Este pasaje bíblico trae consigo muchas lecciones. Una de ellas fue publicada en el blog del obispo Edir Macedo. La publicación dice que el Señor Jesús bendijo los panes y los peces, pero Él no los multiplicó. Aunque Él tuviera, y continúe teniendo, ese poder para realizar la multiplicación, fue la fe de los discípulos en obedecer Su orden la que hizo que el milagro sucediera.

Los discípulos creyeron en la bendición y obedecieron la orden de distribuir los alimentos para las demás personas. De esa forma, la multiplicación sucedió en las manos de los discípulos a medida que los distribuían. Con esa actitud, Jesús nos enseña que obedecer es creer. Quien obedece se vuelve la propia bendición, multiplica lo que necesita y hace la diferencia entre las personas.

Amor y cuidado

El maestro sanaba a los enfermos, le enseñaba al pueblo, cuidaba sus necesidades básicas porque cada persona para él siempre tenía, y tiene, su valor.

De esa forma, en este milagro, Jesús también dejó una enseñanza sobre el amor y cuidado con el prójimo. En aquella ocasión, Él pensó en suplir el hambre de aquel pueblo, mostrando su preocupación por todos los que Lo seguían y Lo buscaban.

Poder ilimitado

En este pasaje bíblico, Jesús también dejó claro que Su poder es ilimitado. Él no era un hombre cualquiera, sino el Hijo de Dios, con todo el poder de lo Alto. Entonces, nada era imposible de realizar por Él y hoy tampoco hay nada que Él no pueda hacer en la vida de los que Lo sirven.

Único pan

La cuarta y última lección es que, después de haber alimentado físicamente a aquella multitud, Jesús afirmó que Él es el Pan de la vida. Esto significa que Él es imprescindible para todos los que desean tener vida eterna y comunión con Dios.

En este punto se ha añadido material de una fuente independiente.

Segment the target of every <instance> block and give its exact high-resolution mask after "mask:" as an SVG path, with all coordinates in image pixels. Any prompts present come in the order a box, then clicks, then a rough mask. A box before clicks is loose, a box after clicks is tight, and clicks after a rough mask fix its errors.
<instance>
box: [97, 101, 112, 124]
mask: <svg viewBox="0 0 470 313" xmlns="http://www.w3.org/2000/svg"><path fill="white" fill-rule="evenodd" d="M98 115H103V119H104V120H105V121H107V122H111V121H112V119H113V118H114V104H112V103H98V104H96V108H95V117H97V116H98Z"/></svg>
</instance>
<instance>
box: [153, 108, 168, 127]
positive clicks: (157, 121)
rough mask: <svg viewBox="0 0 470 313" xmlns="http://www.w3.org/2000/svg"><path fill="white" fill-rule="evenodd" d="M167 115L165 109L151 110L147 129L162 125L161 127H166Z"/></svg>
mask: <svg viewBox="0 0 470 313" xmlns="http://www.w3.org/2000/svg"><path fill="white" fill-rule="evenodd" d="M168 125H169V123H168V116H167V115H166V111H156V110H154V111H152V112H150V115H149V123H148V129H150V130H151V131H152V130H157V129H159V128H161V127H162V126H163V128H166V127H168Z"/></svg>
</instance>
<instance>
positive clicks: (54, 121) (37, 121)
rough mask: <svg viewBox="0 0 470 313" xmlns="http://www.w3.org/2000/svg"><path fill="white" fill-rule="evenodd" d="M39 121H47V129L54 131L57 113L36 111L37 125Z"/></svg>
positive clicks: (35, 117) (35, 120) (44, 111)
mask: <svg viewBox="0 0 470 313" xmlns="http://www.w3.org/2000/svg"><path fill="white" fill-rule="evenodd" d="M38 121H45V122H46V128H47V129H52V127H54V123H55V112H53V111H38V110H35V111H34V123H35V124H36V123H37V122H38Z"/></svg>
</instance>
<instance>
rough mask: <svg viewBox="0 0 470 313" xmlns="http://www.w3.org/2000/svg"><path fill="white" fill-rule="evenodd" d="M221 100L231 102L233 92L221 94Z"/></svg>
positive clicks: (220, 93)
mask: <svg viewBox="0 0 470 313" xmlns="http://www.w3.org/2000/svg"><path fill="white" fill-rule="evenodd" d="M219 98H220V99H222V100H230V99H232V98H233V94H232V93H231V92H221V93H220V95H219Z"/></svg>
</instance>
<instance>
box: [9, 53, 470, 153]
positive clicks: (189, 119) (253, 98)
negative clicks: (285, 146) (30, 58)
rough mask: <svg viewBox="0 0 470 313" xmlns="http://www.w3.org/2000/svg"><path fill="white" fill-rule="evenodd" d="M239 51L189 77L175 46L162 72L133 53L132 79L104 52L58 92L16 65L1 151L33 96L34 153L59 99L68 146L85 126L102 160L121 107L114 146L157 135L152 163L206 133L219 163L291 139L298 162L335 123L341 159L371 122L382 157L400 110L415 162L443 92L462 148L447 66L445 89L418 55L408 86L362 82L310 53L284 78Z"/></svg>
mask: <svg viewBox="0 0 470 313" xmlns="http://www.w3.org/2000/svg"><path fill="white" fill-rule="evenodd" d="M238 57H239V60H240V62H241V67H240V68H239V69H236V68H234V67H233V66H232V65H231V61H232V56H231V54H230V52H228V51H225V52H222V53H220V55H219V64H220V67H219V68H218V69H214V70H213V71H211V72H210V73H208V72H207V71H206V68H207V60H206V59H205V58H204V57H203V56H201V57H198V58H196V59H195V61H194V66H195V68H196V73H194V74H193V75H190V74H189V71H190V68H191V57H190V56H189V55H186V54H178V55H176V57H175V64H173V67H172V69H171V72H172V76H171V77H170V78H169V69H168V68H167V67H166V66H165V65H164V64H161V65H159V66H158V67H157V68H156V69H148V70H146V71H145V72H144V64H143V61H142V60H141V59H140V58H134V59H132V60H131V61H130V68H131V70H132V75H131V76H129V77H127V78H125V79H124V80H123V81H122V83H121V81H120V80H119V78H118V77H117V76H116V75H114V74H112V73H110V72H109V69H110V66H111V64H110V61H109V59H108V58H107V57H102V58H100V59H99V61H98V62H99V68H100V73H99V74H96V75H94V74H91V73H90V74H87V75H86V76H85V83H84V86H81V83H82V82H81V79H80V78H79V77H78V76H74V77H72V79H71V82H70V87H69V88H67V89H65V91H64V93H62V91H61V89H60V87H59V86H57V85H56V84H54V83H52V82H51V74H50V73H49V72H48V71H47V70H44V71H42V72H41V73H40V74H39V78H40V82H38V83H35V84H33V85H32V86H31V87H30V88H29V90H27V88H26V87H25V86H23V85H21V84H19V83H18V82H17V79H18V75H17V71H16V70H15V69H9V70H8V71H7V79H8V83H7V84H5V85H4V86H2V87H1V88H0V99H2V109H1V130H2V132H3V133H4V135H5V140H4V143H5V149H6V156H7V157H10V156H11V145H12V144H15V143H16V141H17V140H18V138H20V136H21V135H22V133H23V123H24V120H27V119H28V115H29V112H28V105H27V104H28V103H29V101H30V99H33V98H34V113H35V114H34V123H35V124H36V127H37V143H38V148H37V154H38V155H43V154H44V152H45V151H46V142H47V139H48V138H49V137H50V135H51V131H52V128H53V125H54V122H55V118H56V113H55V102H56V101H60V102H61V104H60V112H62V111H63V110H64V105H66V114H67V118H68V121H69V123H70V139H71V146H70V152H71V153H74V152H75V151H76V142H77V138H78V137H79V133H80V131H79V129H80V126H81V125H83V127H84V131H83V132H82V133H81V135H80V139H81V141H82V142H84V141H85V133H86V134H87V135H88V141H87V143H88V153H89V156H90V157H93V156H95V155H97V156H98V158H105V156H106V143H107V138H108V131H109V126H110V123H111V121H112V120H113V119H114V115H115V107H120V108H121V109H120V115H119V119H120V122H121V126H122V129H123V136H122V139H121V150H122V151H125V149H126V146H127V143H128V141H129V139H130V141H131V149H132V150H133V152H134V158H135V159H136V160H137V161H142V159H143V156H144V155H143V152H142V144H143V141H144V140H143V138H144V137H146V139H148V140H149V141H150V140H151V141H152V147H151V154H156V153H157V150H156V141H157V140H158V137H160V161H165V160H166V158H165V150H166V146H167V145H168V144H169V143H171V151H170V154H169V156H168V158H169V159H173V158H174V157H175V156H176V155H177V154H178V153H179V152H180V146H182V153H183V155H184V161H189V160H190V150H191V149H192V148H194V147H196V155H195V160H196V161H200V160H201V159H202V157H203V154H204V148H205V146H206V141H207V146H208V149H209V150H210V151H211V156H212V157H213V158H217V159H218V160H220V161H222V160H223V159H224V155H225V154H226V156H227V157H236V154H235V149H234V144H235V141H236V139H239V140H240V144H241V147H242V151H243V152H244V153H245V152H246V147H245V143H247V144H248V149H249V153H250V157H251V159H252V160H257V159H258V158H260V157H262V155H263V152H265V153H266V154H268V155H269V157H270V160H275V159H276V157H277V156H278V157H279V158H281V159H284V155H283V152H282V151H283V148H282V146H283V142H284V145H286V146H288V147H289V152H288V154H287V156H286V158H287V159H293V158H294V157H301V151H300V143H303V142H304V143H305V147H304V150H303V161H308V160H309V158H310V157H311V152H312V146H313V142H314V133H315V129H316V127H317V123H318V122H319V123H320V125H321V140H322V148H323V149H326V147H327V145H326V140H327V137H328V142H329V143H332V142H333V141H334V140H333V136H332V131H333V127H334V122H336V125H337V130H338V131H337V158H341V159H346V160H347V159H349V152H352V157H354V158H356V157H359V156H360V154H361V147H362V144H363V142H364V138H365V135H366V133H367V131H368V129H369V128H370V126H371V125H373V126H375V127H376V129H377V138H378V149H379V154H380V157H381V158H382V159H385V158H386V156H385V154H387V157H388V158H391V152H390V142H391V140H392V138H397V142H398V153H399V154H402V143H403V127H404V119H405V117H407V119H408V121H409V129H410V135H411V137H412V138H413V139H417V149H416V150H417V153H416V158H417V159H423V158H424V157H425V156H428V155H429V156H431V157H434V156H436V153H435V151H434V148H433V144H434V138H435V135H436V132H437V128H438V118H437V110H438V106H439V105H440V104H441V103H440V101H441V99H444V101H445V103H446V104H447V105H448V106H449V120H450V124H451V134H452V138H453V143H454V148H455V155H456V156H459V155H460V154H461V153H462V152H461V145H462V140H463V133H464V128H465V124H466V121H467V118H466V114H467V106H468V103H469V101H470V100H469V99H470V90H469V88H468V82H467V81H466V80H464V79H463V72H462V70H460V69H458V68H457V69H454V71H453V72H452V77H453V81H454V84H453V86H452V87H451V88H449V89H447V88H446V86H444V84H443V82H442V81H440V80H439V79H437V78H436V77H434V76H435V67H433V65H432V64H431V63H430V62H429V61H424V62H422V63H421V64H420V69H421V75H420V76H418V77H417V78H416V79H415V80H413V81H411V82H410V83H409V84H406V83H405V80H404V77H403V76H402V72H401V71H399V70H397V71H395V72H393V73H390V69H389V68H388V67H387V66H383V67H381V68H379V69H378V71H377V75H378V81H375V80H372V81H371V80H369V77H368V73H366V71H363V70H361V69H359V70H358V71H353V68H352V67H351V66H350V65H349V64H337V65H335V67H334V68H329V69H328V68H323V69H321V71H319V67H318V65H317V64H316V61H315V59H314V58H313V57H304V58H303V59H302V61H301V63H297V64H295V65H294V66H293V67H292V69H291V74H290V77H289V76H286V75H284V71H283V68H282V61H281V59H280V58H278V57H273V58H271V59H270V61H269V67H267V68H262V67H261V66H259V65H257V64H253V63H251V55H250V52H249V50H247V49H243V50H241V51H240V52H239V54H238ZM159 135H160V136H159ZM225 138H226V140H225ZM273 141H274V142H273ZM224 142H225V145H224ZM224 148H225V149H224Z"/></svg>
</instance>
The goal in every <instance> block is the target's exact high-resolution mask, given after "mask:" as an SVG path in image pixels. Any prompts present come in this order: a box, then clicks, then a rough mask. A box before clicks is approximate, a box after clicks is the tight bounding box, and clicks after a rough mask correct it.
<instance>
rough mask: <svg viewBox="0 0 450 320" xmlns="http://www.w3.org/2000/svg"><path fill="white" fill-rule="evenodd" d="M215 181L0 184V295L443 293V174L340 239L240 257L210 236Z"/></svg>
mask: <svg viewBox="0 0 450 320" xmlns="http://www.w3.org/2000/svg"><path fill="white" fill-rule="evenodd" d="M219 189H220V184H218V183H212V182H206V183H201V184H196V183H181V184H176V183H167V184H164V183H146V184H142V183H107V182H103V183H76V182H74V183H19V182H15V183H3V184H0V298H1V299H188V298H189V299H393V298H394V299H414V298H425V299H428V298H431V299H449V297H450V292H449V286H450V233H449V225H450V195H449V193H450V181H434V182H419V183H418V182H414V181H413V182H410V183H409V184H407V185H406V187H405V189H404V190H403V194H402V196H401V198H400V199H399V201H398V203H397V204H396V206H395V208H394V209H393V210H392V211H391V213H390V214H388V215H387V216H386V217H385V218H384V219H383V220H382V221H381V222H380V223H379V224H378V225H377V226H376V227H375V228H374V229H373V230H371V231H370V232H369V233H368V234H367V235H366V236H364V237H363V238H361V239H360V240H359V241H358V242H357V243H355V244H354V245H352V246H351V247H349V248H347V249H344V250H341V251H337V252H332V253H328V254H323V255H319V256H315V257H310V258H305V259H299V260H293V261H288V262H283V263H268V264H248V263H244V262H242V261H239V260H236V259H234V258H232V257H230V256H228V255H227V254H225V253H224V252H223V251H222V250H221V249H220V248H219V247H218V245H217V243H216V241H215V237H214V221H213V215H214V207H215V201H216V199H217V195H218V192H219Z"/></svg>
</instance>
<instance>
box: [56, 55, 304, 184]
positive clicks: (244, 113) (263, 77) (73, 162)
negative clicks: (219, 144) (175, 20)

Él dijo que solamente quien se alimenta de Él, por la fe sería salvo: «Jesús les dijo: Yo soy el pan de la vida; el que viene a Mí no tendrá hambre, y el que cree en Mí nunca tendrá sed.» (Juan 6:35).

Jesús se comparó con el pan, ya que este alimento, independientemente de la cultura, siempre está presente en nuestro día a día. Lo que él quiso decir es lo siguiente: «soy fundamental para todos los que quieren vida». A final de cuentas, el pan representa el alimento que nos fortalece, para que subsistamos, vivamos y nos energicemos.

Sucede que muchos han buscado el pan para sus realizaciones, para suplir sus placeres, pero terminan muriendo espiritualmente en el desierto, sin tener alegría y paz. Y, lo más triste, sin tener certeza de la salvación.

El Pan vivo que descendió del cielo es para que tengamos una vida «viva» no solo en la eternidad, sino en nuestro día a día, para que podamos disfrutar todo, con gozo y realización completos.

Por lo tanto, busca el verdadero Pan de la vida. Comprende que todo lo que Jesús hizo y dejó en Sus Escrituras nos sirve de lección diariamente como secreto del éxito en todas las áreas.